Women Stand to Lose if Retirement Reforms Take Root

(NewsUSA)- Today, one in five of America's retired single women and widows lives in poverty--and millions more may be just one tragedy or illness away from sharing that fate. But the Bush administration continues to explore Social Security and Medicare "reforms" that are likely to make the status of retired women even more unstable.
The roots of retirement insecurity for women lie in their working lives. Women earn less and spend more years out of the work force, caring for children or parents, leaving less money to set aside for retirement.
They're also less likely to have jobs that offer retirement plans. And, because they earn less, their Social Security checks are smaller when they retire. Today, the checks of newly retired men are, on average, 47 percent larger than those for women.
A number of recent trends have made retirement more secure for aging women, including requirements that wives must consent if survivor benefits are to be waived under their husbands' pension plans, shorter vesting requirements for pensions and improvements in asset exclusions under Medicaid.
But these positive developments may soon be offset by two more dangerous trends. The first is the movement away from retirement plans that pay a guaranteed amount every month and toward plans like 401(k)s, which require employee contributions and offer no guarantees.

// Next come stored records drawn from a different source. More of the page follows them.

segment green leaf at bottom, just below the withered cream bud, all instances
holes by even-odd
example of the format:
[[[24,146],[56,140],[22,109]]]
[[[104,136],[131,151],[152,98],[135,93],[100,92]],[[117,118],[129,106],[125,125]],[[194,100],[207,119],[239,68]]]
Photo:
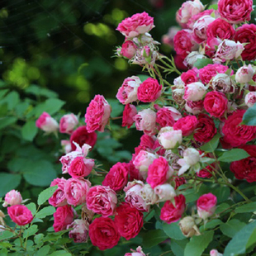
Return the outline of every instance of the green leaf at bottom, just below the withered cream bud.
[[[207,231],[202,235],[193,236],[187,243],[184,256],[201,256],[204,250],[210,244],[214,231]]]

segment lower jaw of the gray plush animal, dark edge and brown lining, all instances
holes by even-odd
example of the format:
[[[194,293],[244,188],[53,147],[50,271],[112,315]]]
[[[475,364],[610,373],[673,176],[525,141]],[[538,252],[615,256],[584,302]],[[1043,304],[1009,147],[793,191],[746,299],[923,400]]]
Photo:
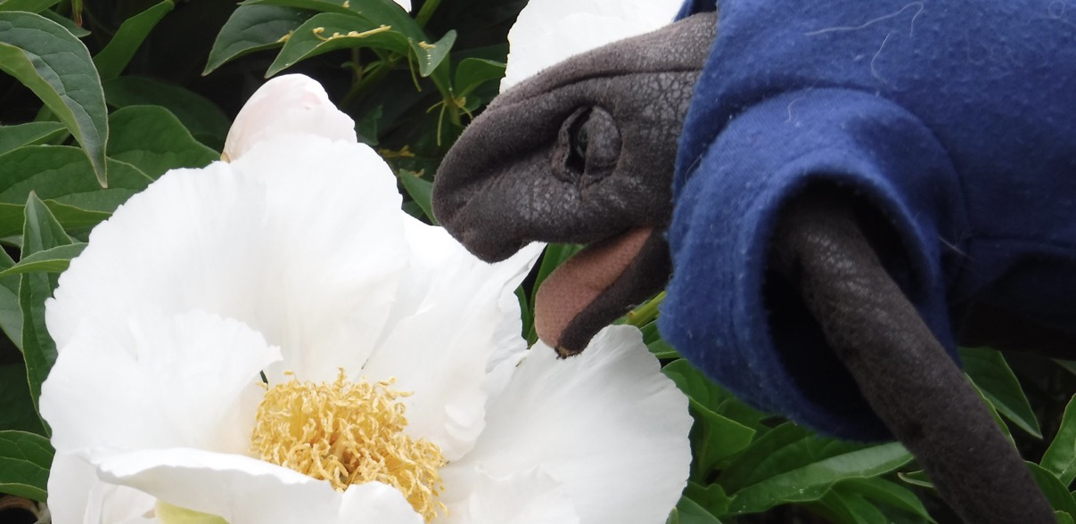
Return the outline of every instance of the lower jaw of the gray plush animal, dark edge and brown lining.
[[[554,270],[535,299],[535,329],[563,356],[656,293],[668,278],[664,239],[650,227],[587,245]]]

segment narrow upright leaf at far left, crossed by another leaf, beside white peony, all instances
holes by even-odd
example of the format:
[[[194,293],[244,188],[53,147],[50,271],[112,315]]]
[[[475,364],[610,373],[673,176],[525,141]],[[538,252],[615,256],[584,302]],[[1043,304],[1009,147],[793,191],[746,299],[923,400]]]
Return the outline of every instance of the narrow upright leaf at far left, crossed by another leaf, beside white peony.
[[[71,237],[56,221],[44,202],[30,193],[26,200],[26,225],[23,228],[23,256],[72,243]],[[45,299],[56,289],[56,273],[23,273],[18,305],[23,309],[23,357],[30,397],[37,408],[41,383],[56,363],[56,343],[45,327]],[[40,411],[39,411],[40,412]]]

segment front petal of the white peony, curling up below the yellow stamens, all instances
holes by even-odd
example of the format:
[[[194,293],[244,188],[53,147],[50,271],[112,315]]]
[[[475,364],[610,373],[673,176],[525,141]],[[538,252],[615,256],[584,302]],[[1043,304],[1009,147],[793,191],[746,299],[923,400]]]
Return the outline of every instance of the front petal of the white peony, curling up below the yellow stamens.
[[[246,456],[169,449],[104,455],[94,462],[109,482],[230,524],[422,522],[404,496],[384,484],[352,486],[341,494],[328,482]]]

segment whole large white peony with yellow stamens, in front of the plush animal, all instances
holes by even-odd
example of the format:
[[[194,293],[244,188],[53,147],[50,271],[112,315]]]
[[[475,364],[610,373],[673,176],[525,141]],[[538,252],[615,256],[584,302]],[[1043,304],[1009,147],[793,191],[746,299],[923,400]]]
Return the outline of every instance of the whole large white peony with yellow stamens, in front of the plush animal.
[[[526,350],[497,265],[400,211],[324,90],[280,76],[230,162],[116,210],[46,305],[66,523],[661,523],[685,397],[637,330]]]

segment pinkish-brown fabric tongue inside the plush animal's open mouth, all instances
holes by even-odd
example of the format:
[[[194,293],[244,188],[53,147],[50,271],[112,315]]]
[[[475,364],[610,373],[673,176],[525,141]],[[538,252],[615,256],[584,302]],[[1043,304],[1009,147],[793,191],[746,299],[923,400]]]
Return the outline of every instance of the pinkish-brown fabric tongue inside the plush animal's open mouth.
[[[653,228],[632,229],[591,244],[557,267],[535,297],[535,329],[556,349],[564,329],[631,266]]]

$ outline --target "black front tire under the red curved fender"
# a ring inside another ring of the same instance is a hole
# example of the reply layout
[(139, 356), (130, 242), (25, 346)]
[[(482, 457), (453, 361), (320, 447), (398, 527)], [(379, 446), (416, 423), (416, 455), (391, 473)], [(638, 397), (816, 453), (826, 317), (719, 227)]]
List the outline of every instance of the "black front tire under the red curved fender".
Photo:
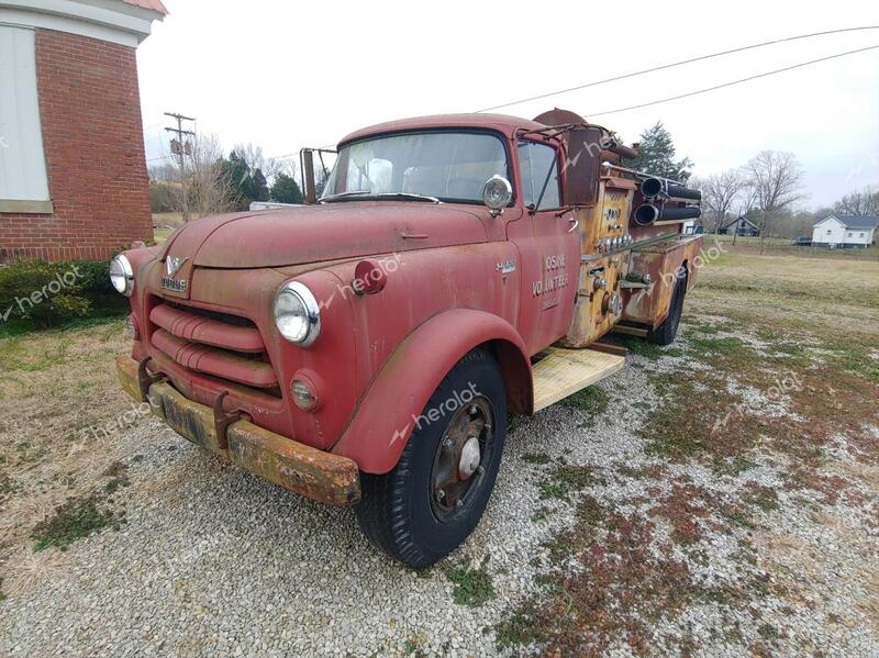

With more time out of the work force and lower disposable incomes to contribute, women can look forward to a significantly smaller nest egg than men. But, since they live longer, women at age 65 actually need to have saved an additional 15 percent to maintain whatever income level they had in their early retirement years. And defined contribution plans can lose huge amounts of value in a relatively short time.
Compounding the problems is a continuing effort by the Bush administration and the political right to privatize Social Security and to cut back on Medicare benefits.
Medicare cuts would mean more out-of-pocket expenses for a demographic that has less money saved. To the extent that any new arrangements would replace a portion of Social Security's early-death and disability coverage, protections for women would likely suffer further, because the assets in their new savings accounts are unlikely to have had enough time to reach meaningful levels.
If the social safety net is to be rewoven, it is critical that lawmakers take into account the unique needs and circumstances of American women. Policymakers must protect women's economic security, lest their likelihood of poverty--already 70 percent higher than the rate for retired men--climb even higher.
Teresa Heinz Kerry is chairman of the Heinz Family Philanthropies and the wife of U.S. Sen. John F. Kerry. Jeffrey R. Lewis is president of the Heinz Family Philanthropies.